Aluminium inventories at 4,557,650 tonnes fell 2,700 tonnes and cancelled warrants at 172,425 fell 3,200 tonnes. The metal is currently at $2,110, unchanged from Wednesday's close.
"Despite the low aluminium prices, there is no end in sight to the high surpluses on the global aluminium market," Commerzbank said. "Chinese state research institute Antaike estimates that China will next year show a supply surplus of 250,000 tonnes."
This would mean greater production growth than was previously expected, with gains of 12 percent to 21.95 million tonnes, exceeding even this year's very high growth rate.
Lead prices were supported by cancelled warrants, which saw a notable spike of 11,050 tonnes to 34,375 tonnes due to Detroit cancelling 10,125 tonnes, while warehouse stocks at 369,250 dropped a net 575 tonnes to 369,250 tonnes. The metal dropped just $5 to $2,105.
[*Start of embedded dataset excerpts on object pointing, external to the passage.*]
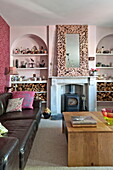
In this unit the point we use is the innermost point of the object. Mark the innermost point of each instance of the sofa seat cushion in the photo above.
(9, 153)
(25, 131)
(14, 105)
(28, 97)
(24, 114)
Tin inventories fell 340 tonnes to 12,150 tonnes and cancelled warrants dropped 285 tonnes to 2,135 tonnes. An export ban, which has been in place since October, has been partially lifted, with the Indonesian Tin Association reporting that domestic smelters will export 800 tonnes of metal to Singapore this week.
This follows PT Koba Tin's decision not to comply with the restrictions - the company shipped 400 tonnes of tin last weekend. The metal is currently at $20,500, down $400.
"The ITA's tin export moratorium is now looking increasingly fragile and a normalization of the Indonesian export flow before the year-end is becoming more likely," Credit Suisse said.
Zinc stocks increased 1,500 tonnes to 741,350 tonnes, while cancelled warrants slipped 1,200 tonnes to 40,000 tonnes. Business at $2,045 is down $27.